EB: How is your candidacy, Joel, hurt by his decision not to debate?
DYKSTRA: I think it was in exactly the way that they calculated that it would be. It’s their decision to avoid debates because of the exposure that that would offer to me and my campaign. I think it’s pretty clear that he happily comes in here and talks to you on video. He’s done the same in other places and other times, so I don’t think it’s really a question of not being able to handle the challenge of talking in a joint appearance. It’s more a matter of them believing that the risks of avoiding the debate were less than the costs of doing them.
EB: Aren’t you going to have to go negative to get voters’ attention? And I say that, it sounds like I’m saying it in a bad way. But I’m trying to say that you’re going to have to get people’s attention here. You’re going to have to get out there and sort of force the issue and strategically don’t you need to take that step if you don’t have a debate as a tool in educating voters?
DYKSTRA: I don’t think so. Now we will, obviously, have to draw some distinctions, and we need to make sure that the voters understand what’s at stake in this election.

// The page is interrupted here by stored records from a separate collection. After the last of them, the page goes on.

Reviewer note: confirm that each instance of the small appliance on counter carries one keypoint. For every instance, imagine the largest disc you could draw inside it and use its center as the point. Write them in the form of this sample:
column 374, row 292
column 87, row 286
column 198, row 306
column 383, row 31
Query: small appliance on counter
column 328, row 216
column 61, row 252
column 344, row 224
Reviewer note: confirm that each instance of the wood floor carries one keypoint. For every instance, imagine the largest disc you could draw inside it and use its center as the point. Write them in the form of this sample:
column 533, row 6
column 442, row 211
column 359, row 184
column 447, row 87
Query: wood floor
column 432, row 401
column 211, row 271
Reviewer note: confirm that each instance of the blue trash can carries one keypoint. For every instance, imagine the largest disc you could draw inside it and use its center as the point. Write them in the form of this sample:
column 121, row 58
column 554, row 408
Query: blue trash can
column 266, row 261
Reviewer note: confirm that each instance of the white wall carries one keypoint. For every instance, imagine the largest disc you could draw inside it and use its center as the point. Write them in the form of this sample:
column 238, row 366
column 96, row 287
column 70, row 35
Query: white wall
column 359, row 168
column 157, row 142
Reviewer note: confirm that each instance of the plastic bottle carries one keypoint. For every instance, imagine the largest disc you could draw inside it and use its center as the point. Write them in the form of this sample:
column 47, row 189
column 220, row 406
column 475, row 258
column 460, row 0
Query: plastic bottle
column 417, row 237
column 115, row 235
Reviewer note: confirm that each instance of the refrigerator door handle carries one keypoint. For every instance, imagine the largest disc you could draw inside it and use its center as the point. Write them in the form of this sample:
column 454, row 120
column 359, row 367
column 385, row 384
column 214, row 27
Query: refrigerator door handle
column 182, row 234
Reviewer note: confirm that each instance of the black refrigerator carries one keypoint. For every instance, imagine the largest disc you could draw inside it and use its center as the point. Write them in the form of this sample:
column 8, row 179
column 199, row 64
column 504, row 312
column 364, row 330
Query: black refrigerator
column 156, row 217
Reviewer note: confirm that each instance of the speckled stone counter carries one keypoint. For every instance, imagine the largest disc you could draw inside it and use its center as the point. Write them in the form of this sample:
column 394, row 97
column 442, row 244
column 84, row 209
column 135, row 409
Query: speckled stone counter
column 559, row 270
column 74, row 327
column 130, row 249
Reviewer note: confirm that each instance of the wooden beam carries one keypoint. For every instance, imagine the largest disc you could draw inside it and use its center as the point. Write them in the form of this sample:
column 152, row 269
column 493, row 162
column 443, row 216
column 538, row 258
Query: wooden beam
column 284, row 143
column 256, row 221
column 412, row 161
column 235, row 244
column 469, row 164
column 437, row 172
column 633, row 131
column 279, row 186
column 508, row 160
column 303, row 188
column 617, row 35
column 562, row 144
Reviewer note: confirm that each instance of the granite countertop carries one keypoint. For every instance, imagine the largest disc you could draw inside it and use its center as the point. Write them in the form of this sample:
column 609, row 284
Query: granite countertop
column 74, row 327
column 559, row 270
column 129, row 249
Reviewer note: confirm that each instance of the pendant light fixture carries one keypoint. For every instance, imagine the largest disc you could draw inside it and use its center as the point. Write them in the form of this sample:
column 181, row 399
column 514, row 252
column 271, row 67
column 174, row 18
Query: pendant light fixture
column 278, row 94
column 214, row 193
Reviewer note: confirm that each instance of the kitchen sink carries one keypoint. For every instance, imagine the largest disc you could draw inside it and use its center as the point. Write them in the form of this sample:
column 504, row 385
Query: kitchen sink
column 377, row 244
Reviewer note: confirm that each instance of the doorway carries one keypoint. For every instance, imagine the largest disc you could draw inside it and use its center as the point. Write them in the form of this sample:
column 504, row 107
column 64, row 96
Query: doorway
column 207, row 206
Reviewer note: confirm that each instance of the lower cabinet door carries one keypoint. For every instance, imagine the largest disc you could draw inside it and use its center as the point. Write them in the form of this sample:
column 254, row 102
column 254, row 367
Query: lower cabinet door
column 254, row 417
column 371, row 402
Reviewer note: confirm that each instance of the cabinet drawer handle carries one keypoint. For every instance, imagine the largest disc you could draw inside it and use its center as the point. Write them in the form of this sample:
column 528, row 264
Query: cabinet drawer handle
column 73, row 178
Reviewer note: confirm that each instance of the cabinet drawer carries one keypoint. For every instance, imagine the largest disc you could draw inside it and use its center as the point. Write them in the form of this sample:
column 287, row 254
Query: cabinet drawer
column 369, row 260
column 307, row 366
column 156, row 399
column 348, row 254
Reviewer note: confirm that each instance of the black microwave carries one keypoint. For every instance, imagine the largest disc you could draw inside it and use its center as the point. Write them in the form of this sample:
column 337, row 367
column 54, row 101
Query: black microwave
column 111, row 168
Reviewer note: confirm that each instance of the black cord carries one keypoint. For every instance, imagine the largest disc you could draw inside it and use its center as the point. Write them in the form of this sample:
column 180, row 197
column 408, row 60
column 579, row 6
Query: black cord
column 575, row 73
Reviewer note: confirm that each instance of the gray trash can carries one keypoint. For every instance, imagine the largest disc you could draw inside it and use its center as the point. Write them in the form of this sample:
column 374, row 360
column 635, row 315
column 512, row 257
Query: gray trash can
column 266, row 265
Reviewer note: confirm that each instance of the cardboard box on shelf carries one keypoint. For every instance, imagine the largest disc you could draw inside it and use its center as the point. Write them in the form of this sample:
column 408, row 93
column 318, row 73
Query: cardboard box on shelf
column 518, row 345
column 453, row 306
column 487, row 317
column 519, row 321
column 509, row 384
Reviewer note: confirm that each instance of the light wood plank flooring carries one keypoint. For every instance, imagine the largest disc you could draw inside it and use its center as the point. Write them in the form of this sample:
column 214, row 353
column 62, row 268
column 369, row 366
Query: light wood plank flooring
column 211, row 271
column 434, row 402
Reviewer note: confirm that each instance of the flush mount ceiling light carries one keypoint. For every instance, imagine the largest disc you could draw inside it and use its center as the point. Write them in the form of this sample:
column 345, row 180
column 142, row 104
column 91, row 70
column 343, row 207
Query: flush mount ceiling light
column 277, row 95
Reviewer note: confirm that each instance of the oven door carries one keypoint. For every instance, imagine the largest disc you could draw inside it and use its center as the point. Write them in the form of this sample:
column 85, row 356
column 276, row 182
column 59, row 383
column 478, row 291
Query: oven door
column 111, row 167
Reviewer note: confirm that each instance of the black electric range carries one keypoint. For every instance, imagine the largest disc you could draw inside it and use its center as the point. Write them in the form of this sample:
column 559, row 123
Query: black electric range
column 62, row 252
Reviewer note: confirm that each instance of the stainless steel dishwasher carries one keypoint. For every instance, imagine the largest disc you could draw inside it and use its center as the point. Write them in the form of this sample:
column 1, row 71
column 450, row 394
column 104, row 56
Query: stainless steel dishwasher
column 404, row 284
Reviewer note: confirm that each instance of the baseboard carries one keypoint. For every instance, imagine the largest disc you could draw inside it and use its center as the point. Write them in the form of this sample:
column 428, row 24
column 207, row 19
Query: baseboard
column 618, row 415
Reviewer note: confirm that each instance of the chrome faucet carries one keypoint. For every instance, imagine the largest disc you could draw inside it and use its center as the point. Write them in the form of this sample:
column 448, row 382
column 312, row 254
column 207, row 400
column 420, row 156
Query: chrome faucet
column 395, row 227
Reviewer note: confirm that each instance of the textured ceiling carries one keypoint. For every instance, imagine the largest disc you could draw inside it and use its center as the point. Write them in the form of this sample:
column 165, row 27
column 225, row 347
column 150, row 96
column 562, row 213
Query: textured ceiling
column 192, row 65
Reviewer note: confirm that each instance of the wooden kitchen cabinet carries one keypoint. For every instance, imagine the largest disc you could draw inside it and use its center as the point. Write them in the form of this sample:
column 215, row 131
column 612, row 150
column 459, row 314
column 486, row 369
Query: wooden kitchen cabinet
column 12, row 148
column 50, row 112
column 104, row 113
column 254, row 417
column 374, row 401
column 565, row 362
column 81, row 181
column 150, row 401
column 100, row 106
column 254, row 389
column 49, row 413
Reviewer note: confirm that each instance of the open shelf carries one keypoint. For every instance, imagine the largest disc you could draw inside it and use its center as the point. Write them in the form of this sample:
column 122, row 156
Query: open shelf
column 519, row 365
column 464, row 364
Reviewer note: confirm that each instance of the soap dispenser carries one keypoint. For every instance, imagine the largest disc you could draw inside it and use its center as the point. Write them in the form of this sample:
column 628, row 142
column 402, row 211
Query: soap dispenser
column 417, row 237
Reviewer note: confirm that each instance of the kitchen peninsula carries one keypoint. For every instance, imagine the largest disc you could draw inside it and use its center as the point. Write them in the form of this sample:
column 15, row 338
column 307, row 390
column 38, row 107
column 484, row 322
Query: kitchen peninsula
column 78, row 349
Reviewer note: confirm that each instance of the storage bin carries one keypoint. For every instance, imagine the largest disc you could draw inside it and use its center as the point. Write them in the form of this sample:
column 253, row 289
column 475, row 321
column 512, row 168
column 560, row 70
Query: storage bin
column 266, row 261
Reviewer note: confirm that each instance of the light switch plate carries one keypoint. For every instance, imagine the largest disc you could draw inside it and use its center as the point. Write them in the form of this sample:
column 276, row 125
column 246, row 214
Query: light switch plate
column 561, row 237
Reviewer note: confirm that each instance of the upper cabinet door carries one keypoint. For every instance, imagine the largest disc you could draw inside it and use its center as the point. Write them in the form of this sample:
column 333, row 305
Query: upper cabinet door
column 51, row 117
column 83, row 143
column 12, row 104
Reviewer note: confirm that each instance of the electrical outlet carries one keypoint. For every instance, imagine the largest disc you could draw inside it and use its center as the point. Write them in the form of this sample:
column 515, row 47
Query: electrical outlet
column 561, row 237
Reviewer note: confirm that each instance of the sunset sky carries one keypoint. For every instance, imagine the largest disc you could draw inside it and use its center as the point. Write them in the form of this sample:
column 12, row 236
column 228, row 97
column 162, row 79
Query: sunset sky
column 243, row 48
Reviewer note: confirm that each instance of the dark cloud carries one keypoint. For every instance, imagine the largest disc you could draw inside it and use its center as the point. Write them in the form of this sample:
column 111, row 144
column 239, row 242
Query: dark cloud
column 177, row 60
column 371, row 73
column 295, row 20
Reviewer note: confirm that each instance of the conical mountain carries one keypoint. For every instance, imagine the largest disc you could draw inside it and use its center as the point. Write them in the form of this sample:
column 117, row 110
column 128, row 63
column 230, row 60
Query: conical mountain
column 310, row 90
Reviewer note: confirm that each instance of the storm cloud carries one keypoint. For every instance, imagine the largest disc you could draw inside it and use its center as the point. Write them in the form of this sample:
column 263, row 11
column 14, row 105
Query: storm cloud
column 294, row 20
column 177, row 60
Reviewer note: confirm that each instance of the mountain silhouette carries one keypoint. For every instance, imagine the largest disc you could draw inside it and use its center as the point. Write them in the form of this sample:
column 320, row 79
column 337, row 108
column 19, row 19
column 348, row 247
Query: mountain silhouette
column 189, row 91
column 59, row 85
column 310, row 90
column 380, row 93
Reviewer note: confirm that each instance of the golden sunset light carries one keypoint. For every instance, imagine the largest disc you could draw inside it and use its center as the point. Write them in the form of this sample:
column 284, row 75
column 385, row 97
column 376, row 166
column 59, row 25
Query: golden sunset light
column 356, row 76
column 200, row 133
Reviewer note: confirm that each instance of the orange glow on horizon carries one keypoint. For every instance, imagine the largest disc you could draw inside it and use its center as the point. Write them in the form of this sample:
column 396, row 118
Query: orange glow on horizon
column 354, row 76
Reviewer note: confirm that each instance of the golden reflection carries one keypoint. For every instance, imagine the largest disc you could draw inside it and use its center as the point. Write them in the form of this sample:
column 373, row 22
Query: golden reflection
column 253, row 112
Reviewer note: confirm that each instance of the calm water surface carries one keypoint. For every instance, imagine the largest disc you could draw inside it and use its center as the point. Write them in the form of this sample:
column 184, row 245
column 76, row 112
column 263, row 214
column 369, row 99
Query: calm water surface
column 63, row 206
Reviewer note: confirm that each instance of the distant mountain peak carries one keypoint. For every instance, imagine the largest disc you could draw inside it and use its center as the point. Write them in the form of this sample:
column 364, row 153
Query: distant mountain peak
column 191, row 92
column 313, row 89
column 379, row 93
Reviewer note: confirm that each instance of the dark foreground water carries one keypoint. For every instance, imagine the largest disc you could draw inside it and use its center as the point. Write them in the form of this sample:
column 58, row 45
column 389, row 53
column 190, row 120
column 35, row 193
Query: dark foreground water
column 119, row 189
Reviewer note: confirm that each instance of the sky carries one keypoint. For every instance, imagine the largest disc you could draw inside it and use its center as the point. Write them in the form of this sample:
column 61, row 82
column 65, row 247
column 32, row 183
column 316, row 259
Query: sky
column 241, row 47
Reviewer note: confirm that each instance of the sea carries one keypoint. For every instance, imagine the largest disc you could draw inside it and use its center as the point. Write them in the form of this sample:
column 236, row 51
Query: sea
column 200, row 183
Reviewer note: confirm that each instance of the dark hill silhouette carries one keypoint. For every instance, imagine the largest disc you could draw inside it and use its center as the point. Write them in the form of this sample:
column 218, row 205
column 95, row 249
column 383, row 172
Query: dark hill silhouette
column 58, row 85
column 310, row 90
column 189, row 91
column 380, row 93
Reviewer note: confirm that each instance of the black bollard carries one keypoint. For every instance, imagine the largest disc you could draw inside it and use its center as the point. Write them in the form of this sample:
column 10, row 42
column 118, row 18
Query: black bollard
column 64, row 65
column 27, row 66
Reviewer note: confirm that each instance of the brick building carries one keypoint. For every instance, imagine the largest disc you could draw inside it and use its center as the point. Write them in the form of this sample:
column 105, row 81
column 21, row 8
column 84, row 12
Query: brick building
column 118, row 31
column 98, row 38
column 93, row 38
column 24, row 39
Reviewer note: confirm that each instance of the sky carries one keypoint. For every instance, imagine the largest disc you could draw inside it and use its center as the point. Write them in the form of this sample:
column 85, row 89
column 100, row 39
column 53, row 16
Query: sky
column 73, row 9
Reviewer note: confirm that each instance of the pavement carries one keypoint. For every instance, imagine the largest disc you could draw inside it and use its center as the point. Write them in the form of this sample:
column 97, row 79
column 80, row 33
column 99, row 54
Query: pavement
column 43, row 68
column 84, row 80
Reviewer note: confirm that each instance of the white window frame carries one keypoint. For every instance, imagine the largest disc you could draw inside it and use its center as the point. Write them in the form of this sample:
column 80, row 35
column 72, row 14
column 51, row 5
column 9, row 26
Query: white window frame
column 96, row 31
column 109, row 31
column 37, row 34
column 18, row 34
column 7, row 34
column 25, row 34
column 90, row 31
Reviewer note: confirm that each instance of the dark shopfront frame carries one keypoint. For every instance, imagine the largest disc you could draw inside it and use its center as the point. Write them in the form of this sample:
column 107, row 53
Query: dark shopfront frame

But I don’t think that it should be necessary for us to get into the muck and become personal in our efforts.
Our numbers show our penetration at a fairly high level considering we haven’t been on TV yet, and the most recent publicity, all of the news and the editorials and everything else that surrounds the whole discussion about debates has helped that a lot. So I think we’re probably in pretty good footing in terms of name ID and awareness. Now we just have to help draw the lines about what’s at stake in this election. I think it’s much more likely that the negative will come from the other side. They’re the guys with the big national campaign, and the track record, and the millions of dollars to spend on attack ads. We’ve got some principles that limit us, and I’m going to be true to those.
EB: Are you saying that Tim Johnson doesn’t have principles?
DYKSTRA: No, I’m saying that his campaign staff has a track record of certain … and I haven’t heard them make a commitment that they won’t do that, so I’m watching with interest.